Esther 9:29, Question 5. Why does the verse use the word, tokef (authority”)?

  • In Torah Nation (pg. 40-1), R’ Avigdor Miller explains that the verse uses the word, tokef (authority”), because Esther used her authority as queen to make sure the Jews knew the seriousness of their accepting her words.
  • Rashi seems to translate the word as “power,” and explains that the verse is hinting to the power of the Purim miracle’s effect on the principle players of the story, Achashverosh, Mordechai, Haman, and Esther.
  • The Ben Ish Chai suggests that the events in which the different characters rose to power are the reasons for the different opinions in the Talmud’s (Megilla 19a) theoretical discussion regarding the point in Megillas Esther from which one is required to read during the public reading on Purim.
  • M’nos HaLevi writes that Esther needed to reinforce the establishment of Purim with her authority because it may become difficult in future generations to keep the holiday, but it must nevertheless be celebrated.
  • The Midrash (Rus Rabba 2:4) notes that Jews outside of Shushan reacted negatively to the first document, so this second letter needed to be stamped with authority.
  • Malbim, focusing on the fact that the verse says, “kol tofek,” or “all the authority,” explains that the letter needed two different kinds of authority; the throne’s to be published, and Mordechai’s to make it part of the TaNaCh canon.
  • Rav Schwab adds that Esther is called a queen here to give legitimacy to Daryavesh, her descendant.
  • In response to the rabbis’ question in the Talmud (Megilla 7a) about why Megillas Esther needs to be read like a Torah scroll, Esther convinces them that it is much like the Torah in that both are concerned with the war against Amalek.

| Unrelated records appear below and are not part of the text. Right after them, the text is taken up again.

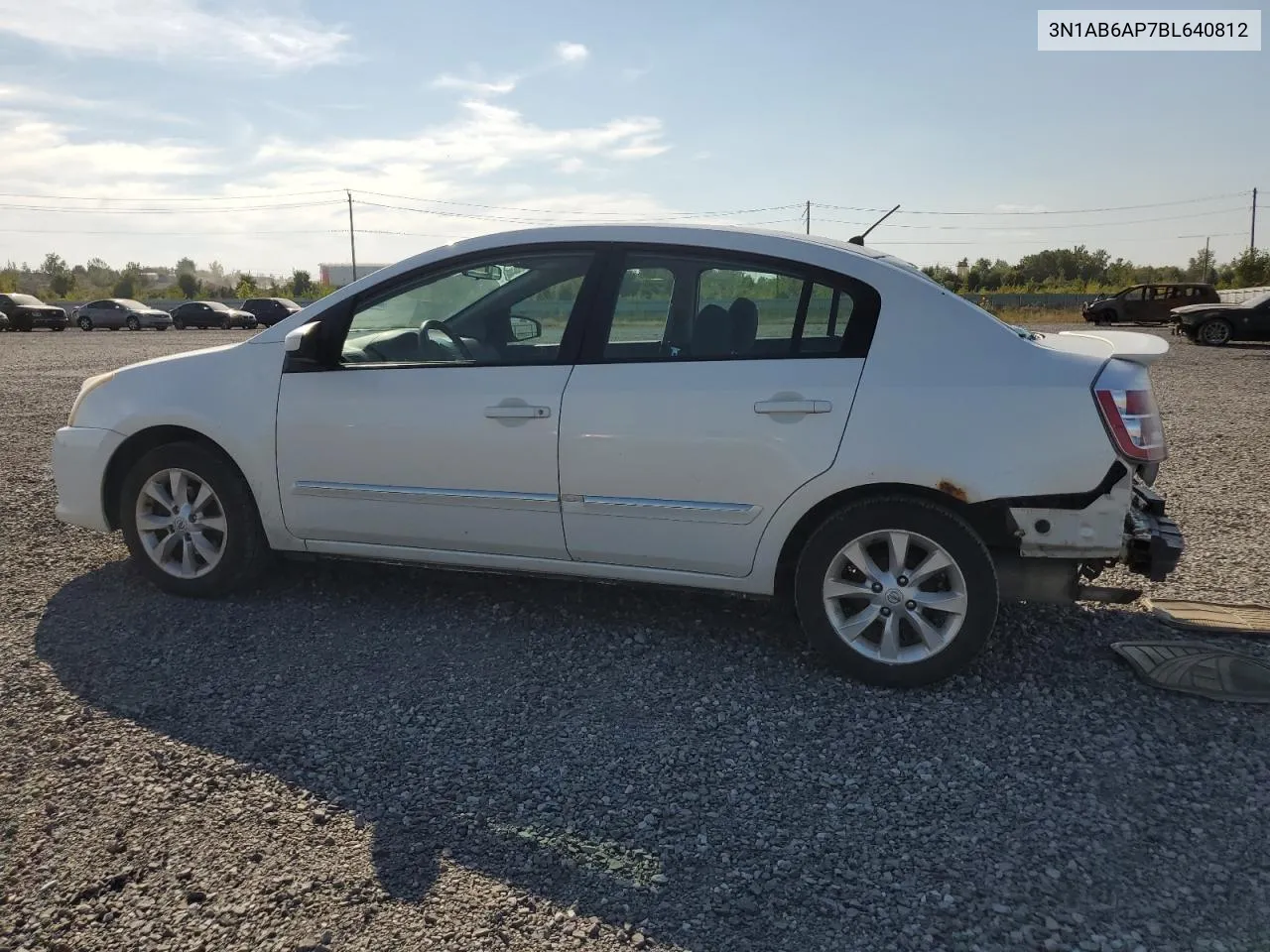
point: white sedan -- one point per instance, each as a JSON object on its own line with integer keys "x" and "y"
{"x": 724, "y": 409}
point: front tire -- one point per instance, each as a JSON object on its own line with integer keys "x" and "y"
{"x": 190, "y": 524}
{"x": 897, "y": 592}
{"x": 1215, "y": 333}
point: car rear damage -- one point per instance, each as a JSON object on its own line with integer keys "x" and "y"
{"x": 1065, "y": 544}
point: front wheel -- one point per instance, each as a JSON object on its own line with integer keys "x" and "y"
{"x": 897, "y": 592}
{"x": 1215, "y": 331}
{"x": 190, "y": 524}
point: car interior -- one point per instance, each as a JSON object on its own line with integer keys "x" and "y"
{"x": 497, "y": 327}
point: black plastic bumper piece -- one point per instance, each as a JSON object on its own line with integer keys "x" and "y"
{"x": 1155, "y": 540}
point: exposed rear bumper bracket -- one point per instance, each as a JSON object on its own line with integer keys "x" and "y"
{"x": 1153, "y": 542}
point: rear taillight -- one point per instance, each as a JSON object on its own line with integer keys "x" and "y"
{"x": 1133, "y": 420}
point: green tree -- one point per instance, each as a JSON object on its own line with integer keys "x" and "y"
{"x": 302, "y": 285}
{"x": 62, "y": 278}
{"x": 1250, "y": 270}
{"x": 189, "y": 284}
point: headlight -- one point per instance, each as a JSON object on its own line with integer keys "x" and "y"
{"x": 85, "y": 389}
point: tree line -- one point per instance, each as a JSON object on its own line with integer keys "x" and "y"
{"x": 1080, "y": 271}
{"x": 59, "y": 280}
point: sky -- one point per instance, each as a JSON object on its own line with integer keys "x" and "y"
{"x": 153, "y": 130}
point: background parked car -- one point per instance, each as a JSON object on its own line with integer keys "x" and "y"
{"x": 26, "y": 312}
{"x": 271, "y": 309}
{"x": 1220, "y": 324}
{"x": 1148, "y": 303}
{"x": 117, "y": 312}
{"x": 211, "y": 313}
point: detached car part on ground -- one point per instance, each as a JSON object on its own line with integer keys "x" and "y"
{"x": 24, "y": 312}
{"x": 711, "y": 408}
{"x": 1220, "y": 324}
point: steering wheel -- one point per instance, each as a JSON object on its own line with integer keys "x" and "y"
{"x": 431, "y": 324}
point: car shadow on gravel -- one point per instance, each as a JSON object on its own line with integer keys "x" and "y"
{"x": 653, "y": 756}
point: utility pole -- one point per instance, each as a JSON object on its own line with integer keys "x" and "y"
{"x": 1252, "y": 238}
{"x": 352, "y": 240}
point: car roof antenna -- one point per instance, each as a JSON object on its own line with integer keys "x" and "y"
{"x": 860, "y": 239}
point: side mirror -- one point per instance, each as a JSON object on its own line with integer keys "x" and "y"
{"x": 302, "y": 347}
{"x": 526, "y": 327}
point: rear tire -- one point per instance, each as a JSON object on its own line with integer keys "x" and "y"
{"x": 231, "y": 547}
{"x": 1215, "y": 333}
{"x": 881, "y": 626}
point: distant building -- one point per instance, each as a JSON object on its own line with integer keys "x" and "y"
{"x": 336, "y": 276}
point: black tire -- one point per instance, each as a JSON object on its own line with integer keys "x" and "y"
{"x": 246, "y": 549}
{"x": 911, "y": 516}
{"x": 1215, "y": 331}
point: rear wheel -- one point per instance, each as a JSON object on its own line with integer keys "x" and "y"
{"x": 190, "y": 524}
{"x": 897, "y": 592}
{"x": 1215, "y": 331}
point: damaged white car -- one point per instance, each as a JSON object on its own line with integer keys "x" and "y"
{"x": 714, "y": 408}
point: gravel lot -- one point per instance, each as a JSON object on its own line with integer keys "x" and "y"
{"x": 389, "y": 758}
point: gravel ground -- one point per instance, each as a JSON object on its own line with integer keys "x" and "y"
{"x": 389, "y": 758}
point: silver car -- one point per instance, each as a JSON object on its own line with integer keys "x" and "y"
{"x": 117, "y": 312}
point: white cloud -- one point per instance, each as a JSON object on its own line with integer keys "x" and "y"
{"x": 176, "y": 30}
{"x": 485, "y": 139}
{"x": 475, "y": 86}
{"x": 572, "y": 53}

This furthers her argument that Megillas Esther belongs in TaNaCh, since it is written with ruach hakodesh.
  • R’ Elisha Gallico writes that Esther wanted Megillas Esther in TaNaCh because she was married to a gentile, and wanted future generations to know what led to such an unfortunate situation.
  • In Keemu v’Keeblu, Rav Brevda likewise writes that this was the reason it was in Persian’s royal chronicles. Ancient chronicles were often not objective, so the very presence of this story in the royal chronicle was proof that the king approves. Then, rightfully, if we were to be derided for celebrating this holiday, we could respond that “we Jews celebrate because the king celebrates.”

Esther 9:29, Question 3. Why is Megillas Esther attributed to Esther?

  • In the view of the Ohel Moshe, by the verse using the word vatich’tov (“and she wrote”), which is a singular, feminine verb, it intends to emphasize Esther’s role because she risked her life approaching Achashverosh (Esther 4:16) in order to save the Jewish people1.
  • The Ginzei HaMelech wonders why Megillas Esther is attributed to Esther if both she and Mordechai co-authored the work. He suggests that Esther deserves the bulk of the credit because the Talmud (Megilla 7a) records how Esther insisted on Purim’s perpetuity, arguing with the reluctant Sages about writing this book to remember her “for generations.” This is why Megillas Esther is attributed to her.
  • According to the Alshich, another reason why Megillas Esther is attributed to Esther is because it was her idea (Esther 5:4) to have the series of feasts in which she finally accused Haman of his perfidy. to stress that all was ultimately accomplished through the power of prayer.
  • Esther thus added to the text, as the Ginzei HaMelech makes clear, an emphasis of the actions over the events.
  • Furthermore, as R’ Eliyahu Dessler writes, the very fact that Esther began Megillas Esther with the Achashverosh’s feast over a decade before Haman’s decree shows that the threat to our existence started then, as the Jews’ Sages like Mordechai were warning at the time.

1Similarly R’ Chaim Shmulevitz writes in Sichos Mussar (Vayikra) that the name the Torah uses for Moshe out of the ten alternatives listed in the Midrash (Vayikra Rabba 1:3) is meant to emphasize the mesiras nefesh (“self-sacrifice”) of Basya, the daughter of Pharaoh, who gave him that name.